The following code corresponds to the final version of the Processing interface, integrating visual feedback, user interaction, and serial communication with the microcontroller. 

import processing.serial.*;

Serial myPort;

boolean isOpen = false;
float progress = 0;

void setup() {
  size(430, 720);
  smooth();
  textAlign(CENTER, CENTER);

  println(Serial.list());
  myPort = new Serial(this, "COM3", 115200);
}

void draw() {
  background(242, 244, 248);

  float target = isOpen ? 1 : 0;
  progress = lerp(progress, target, 0.08);

  fill(20);
  textSize(26);
  text("Flower System", width/2, 60);

  fill(120);
  textSize(14);
  text("Mechanism control interface", width/2, 90);

  drawStatusCard();
  drawProgressCard();
  drawButton(35, 540, 360, 70, isOpen ? "Close Mechanism" : "Open Mechanism");
  drawAutoButton(35, 625, 360, 55);
}

Code Explanation

The Processing sketch implements a graphical interface that communicates with the microcontroller through serial communication, allowing the user to control the mechanism in real time.
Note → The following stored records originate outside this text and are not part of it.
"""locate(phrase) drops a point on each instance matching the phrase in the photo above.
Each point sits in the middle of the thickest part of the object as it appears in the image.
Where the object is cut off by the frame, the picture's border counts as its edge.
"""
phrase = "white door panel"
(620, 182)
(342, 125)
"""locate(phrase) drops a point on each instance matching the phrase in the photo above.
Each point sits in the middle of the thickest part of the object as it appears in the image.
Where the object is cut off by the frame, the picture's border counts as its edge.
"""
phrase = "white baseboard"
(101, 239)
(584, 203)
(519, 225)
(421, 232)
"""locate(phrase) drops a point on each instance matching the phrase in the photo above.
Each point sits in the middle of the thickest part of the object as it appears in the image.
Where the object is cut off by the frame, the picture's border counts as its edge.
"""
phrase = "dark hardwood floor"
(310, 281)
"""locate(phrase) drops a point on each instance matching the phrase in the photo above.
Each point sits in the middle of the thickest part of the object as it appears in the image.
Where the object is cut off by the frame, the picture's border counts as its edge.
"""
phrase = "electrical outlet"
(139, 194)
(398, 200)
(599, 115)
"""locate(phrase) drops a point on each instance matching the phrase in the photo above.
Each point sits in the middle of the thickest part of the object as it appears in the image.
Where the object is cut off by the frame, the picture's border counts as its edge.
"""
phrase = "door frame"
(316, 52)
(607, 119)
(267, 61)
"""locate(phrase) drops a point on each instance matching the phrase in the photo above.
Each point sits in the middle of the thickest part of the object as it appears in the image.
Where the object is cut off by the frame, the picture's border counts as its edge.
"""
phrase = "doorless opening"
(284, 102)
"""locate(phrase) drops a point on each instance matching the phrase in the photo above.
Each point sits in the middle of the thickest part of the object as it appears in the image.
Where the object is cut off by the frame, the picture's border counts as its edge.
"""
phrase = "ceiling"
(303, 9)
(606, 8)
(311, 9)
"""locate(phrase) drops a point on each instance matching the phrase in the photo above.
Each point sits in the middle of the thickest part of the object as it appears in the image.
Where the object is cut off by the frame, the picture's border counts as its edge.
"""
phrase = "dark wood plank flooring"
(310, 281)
The interface uses the processing.serial library, creates a Serial object, and sends commands such as OPEN, CLOSE, and AUTO to the microcontroller.

The draw() function continuously renders the interface and updates the progress value using lerp(), creating a smooth transition between closed and open states. The interface is structured through modular functions for status visualization, progress display, manual control, and automatic mode activation.

8. Interface Validation

The final interface was tested to verify correct communication with the microcontroller and proper system response.

  • Pressing the Open Mechanism button sends the OPEN command.
  • Pressing the Close Mechanism button sends the CLOSE command.
  • Activating the AUTO Mode button sends the AUTO command.

The interface updates its visual state in real time through text, color, and the progress bar. At the same time, the commands sent through serial communication are correctly interpreted by the microcontroller, resulting in an immediate physical response.

9. Observations and Limitations

During testing, several limitations of the PIR sensor were identified:

  • It does not measure distance or continuous presence.
  • Detection depends on changes in infrared radiation.
  • If the user remains still, detection may stop.
  • Performance is affected by environmental conditions.
  • It requires an initial stabilization period of approximately 10 to 60 seconds.

10. Design Implications

Although the system appears to respond to user presence—opening the flower when a person approaches and closing it when the person leaves—this behavior is actually based on motion detection rather than continuous presence.

The PIR sensor triggers the system when movement is detected, and the mechanism remains active for a short period. When no further motion is detected, the system returns to its initial state, which can give the impression of presence-based interaction.

However, this behavior depends on movement rather than actual proximity, meaning that if the user remains still, the system may stop detecting them and close the mechanism.

11. Future Improvements

For a more precise and continuous interaction, the PIR sensor could be replaced by a distance-based sensor, such as:

  • Ultrasonic sensor HC-SR04
  • Time-of-Flight sensor VL53L0X or VL53L1X
if (distance < threshold) {
  open();
} else {
  close();
}

This would enable smoother and more accurate interaction.

Conclusion

The system demonstrates a complete integration between a graphical interface and a physical mechanism. By combining manual control through Processing with automatic sensor-based behavior, the system achieves flexible and interactive actuation.

Despite the limitations of the PIR sensor, the implementation provides a functional and responsive system, with clear opportunities for further refinement.